Als er mit Claire dahinschritt, fragte Milt: »Froh, entschlüpft zu sein?«

»Ja, und ich bin froh, daß Sie für abends abgesagt haben. Und ich muß jetzt schauen, daß ich heimkomme, nach dem Osten. Ich hoffe, daß die Gilsons mir eines Tages verzeihen werden. Ach, diese schrecklichen sozialen Komplikationen sind ärger, als eine wirkliche Gefahr – Feuer oder Erdbeben …«

»Oh, diese Komplikationen, sie existieren ja eigentlich gar nicht! Wir machen sie einfach selbst, so wie wir die Regeln für ein Kartenspiel machen. Was, zum Teufel, scheren wir uns um die Meinung von Leuten, die wir nicht mögen? Es ist keine Armee da, gegen die wir zu kämpfen hätten. Es gibt nur Sie und ich – Sie und mich – und wenn wir zusammenhalten, sind wir die ganze Gesellschaft!«

»Ja–a, aber Milt, mein Lieber, ich will keine Ausgestoßene sein.«

»Werden Sie auch nicht. Im Laufe der Zeit, wenn Sie all diese Aristokraten nicht ernst nehmen wollen, werden Sie nur umso größeren Eindruck auf sie machen.«

»Nein. Das klingt tröstlich, aber es ist nicht wahr. Und Sie wissen nicht, wie angenehm es ist, ›dazu zu gehören‹. Aber – ach, es liegt mir nichts daran! Mit Ihnen zusammen bin ich glücklich – ich bin glücklich.

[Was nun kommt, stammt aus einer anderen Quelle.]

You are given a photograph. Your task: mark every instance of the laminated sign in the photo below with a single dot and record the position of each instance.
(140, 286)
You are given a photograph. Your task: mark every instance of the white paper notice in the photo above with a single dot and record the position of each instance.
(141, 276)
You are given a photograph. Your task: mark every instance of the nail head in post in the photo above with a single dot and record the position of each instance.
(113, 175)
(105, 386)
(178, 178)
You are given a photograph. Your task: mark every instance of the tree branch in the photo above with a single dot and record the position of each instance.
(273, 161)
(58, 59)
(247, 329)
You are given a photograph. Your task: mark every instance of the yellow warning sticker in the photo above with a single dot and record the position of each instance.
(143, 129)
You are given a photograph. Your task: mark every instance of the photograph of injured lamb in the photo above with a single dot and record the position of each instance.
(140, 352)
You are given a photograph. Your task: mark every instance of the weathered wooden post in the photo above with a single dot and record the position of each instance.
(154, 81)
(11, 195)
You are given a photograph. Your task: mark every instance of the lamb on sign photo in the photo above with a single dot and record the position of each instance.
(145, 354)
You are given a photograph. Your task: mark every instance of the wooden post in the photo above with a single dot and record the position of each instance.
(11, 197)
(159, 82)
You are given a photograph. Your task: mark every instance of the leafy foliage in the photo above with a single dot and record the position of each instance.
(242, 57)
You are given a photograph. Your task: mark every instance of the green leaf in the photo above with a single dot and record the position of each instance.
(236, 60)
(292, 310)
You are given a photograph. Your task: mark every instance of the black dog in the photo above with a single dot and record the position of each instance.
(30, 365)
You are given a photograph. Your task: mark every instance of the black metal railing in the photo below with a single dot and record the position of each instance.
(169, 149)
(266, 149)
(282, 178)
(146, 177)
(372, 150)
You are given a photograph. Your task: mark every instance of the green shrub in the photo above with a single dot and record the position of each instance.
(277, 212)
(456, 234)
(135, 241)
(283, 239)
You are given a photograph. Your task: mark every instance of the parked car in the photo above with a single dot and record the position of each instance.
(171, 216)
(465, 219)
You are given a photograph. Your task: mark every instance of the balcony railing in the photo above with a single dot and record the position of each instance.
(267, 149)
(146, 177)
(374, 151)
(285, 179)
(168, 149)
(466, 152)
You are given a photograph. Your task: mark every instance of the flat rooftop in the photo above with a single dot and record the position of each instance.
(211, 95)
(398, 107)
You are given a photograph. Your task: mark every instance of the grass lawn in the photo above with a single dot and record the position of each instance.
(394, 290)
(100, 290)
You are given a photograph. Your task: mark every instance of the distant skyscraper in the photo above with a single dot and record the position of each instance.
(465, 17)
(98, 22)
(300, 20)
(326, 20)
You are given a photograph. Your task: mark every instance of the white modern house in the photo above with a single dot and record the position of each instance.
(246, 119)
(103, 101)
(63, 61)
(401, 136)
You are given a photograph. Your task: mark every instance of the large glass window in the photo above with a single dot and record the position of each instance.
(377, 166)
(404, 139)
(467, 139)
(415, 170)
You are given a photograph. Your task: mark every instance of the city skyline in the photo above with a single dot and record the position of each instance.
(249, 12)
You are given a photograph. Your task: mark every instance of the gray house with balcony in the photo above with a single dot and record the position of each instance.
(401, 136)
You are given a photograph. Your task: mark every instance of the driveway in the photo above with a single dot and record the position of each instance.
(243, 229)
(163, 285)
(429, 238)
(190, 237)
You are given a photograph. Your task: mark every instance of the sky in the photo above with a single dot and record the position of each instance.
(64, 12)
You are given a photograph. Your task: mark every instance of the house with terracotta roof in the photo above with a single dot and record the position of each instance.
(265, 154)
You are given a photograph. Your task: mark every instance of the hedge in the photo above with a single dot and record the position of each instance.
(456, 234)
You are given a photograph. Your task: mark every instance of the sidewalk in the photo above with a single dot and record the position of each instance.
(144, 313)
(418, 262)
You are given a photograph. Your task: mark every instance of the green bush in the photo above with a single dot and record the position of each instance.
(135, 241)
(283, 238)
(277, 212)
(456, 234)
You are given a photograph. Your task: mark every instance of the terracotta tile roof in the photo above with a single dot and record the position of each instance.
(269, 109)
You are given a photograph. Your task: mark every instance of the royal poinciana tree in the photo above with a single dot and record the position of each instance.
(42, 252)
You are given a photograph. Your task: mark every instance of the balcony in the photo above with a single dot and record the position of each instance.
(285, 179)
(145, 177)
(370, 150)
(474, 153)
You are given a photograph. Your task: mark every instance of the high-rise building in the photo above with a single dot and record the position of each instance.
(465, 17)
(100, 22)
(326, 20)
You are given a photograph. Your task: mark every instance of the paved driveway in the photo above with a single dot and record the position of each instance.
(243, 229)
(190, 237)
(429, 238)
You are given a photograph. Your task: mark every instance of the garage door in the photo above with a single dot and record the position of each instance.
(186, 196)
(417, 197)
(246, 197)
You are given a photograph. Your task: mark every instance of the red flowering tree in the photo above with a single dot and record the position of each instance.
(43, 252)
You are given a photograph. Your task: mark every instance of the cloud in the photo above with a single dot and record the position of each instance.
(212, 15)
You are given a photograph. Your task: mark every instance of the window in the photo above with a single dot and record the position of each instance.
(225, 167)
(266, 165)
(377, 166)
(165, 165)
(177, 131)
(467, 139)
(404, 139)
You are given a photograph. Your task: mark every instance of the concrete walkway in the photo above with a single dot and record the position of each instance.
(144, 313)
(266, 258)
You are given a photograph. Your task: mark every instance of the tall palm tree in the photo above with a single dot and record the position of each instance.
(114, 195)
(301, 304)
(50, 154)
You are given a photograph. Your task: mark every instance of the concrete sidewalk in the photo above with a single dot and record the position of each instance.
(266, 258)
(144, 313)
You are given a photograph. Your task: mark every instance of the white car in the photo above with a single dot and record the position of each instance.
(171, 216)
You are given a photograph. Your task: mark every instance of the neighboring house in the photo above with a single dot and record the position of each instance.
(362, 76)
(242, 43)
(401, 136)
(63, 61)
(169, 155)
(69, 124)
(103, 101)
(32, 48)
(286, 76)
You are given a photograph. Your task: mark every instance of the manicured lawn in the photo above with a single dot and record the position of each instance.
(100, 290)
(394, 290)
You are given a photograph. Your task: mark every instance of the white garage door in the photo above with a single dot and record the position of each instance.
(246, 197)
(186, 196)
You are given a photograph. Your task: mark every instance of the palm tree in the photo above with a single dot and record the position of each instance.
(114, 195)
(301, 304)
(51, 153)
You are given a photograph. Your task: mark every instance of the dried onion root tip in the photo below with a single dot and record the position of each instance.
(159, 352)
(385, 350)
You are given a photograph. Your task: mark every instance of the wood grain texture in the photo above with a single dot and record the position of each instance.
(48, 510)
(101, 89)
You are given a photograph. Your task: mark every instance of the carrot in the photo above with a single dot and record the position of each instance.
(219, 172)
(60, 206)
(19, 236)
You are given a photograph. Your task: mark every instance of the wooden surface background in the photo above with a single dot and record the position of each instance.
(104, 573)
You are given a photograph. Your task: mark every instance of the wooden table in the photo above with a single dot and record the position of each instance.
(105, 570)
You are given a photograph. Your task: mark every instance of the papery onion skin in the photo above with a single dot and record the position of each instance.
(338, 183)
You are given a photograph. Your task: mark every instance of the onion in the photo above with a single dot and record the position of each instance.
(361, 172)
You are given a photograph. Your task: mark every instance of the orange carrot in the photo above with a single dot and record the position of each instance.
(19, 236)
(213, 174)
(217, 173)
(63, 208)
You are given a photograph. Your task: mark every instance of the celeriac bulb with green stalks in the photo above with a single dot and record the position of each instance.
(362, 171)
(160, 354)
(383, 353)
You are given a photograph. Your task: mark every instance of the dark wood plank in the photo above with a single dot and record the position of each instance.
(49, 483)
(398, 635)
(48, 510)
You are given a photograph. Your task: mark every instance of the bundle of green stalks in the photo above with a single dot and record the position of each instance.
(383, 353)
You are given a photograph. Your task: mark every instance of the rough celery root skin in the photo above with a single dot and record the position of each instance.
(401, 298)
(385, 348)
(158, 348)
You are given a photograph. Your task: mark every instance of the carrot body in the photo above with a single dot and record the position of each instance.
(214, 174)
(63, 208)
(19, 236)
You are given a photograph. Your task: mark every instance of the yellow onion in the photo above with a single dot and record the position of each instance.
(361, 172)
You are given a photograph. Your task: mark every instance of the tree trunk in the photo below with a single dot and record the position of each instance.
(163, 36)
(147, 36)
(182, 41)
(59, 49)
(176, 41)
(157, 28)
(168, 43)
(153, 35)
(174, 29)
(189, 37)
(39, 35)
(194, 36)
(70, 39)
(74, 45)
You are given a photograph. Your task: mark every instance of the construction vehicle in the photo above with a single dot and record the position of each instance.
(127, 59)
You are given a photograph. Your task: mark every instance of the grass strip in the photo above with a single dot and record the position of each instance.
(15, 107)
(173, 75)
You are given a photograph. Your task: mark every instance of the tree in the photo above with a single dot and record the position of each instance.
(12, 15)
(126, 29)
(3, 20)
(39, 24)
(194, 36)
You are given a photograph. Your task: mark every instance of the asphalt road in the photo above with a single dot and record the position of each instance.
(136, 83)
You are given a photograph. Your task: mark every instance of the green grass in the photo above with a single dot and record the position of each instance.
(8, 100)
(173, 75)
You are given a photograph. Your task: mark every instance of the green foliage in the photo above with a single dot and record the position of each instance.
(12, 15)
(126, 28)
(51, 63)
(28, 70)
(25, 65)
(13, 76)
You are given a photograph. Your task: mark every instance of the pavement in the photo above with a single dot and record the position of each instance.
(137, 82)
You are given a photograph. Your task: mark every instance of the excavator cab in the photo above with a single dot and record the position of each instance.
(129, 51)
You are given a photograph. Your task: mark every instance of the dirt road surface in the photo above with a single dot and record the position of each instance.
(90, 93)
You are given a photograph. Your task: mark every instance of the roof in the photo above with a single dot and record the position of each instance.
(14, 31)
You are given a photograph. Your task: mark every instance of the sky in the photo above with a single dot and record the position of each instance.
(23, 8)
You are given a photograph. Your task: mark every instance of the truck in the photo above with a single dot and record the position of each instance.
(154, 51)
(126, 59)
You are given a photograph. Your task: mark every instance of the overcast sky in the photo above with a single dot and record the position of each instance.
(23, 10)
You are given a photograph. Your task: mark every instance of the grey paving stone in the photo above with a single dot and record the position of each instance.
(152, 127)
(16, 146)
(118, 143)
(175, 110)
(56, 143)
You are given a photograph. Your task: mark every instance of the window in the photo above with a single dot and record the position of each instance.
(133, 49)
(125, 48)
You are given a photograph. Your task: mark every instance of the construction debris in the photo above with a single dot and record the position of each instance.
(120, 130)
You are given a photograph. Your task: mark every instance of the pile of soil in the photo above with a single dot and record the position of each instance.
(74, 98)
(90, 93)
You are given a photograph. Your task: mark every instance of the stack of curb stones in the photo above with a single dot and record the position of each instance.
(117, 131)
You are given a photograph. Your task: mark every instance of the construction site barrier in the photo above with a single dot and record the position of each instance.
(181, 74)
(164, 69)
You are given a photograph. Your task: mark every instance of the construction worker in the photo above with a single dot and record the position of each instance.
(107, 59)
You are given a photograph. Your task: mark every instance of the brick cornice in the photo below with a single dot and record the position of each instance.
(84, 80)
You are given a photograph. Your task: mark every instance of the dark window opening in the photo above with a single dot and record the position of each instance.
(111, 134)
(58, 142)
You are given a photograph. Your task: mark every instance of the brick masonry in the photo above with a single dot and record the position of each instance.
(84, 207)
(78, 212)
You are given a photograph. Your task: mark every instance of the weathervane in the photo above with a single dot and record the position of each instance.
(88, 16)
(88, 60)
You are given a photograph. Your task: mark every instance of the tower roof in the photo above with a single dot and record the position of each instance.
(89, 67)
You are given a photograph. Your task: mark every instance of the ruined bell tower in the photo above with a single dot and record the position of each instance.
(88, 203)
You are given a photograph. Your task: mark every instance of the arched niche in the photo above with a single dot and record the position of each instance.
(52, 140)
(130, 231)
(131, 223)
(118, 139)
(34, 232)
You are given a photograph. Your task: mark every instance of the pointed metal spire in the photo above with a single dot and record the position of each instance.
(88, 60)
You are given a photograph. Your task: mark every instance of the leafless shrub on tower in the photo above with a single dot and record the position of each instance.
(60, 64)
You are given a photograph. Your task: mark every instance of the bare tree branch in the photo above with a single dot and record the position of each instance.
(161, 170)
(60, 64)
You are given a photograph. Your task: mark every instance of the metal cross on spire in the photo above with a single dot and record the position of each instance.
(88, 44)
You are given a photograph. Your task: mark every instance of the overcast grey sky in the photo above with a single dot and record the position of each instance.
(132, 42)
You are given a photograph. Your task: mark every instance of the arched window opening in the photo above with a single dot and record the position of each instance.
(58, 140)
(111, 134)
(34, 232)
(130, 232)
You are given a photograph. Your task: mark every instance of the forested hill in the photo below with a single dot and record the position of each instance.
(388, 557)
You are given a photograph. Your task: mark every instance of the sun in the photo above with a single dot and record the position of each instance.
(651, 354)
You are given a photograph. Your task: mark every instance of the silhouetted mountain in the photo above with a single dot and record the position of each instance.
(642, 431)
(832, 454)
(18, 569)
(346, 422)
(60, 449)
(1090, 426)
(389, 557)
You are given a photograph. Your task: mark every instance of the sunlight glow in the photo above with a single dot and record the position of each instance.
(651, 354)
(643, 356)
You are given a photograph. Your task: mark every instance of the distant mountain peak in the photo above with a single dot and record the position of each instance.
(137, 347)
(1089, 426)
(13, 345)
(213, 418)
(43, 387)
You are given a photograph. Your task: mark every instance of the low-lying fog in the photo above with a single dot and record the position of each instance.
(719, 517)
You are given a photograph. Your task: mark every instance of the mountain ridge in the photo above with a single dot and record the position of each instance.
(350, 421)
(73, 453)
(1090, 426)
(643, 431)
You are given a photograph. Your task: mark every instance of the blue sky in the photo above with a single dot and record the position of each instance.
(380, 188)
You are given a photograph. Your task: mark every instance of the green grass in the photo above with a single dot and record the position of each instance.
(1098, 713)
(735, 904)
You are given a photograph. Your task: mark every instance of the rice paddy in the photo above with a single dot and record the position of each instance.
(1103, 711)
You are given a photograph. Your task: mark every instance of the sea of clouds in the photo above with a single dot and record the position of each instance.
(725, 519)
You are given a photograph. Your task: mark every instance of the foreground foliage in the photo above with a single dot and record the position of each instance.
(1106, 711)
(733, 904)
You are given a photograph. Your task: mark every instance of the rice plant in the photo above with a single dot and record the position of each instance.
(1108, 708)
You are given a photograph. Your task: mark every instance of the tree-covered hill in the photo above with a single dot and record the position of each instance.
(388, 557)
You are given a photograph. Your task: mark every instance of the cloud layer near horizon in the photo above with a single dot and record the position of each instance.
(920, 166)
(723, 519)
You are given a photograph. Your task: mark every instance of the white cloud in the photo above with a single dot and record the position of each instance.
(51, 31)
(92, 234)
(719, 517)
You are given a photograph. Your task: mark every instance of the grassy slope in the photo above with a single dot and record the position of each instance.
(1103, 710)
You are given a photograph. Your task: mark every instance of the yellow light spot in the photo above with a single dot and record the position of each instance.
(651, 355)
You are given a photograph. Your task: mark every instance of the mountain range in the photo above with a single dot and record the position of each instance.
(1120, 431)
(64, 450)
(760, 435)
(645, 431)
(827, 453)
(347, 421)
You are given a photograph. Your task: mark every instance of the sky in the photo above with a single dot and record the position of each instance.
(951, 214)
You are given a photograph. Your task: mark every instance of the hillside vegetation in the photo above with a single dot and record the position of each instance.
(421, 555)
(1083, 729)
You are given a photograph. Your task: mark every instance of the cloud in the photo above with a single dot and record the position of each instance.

Das ist alles, was ich weiß und was ich wissen will. Ich bin eben erwachsen geworden. Aber Milt, Liebster – ich sage es, weil ich Sie lieb hab. Ja, ich habe Sie lieb. Nein, bitte, nicht küssen. Ja, es ist zu … es ist viel zu öffentlich. Und ich möchte ernst reden. Sie haben keine Ahnung, wie stark soziale Unterschiede sind. Verachten Sie sie nicht darum, weil Sie sie nicht kennen.«

»Nein, das will ich nicht. Ich werd es lernen. Wirst du auf mich warten?«

»Oh – ja – Milt!«

»Du lieber Gott, Claire. Hast du bemerkt, daß ein Wunder geschehen ist? Wir sind nicht mehr Fräulein Boltwood und ein Bursche namens Daggett. Wir waren es, sogar wenn wir uns gern hatten, bis auf den heutigen Tag. Es war immer so eine Art Gefecht zwischen uns. Wir mußten erklären und uns verteidigen – Aber jetzt – wir sind wir geworden und der Rest der Welt ist verschwunden und –«

»Und alles andere ist egal«, sagte Claire.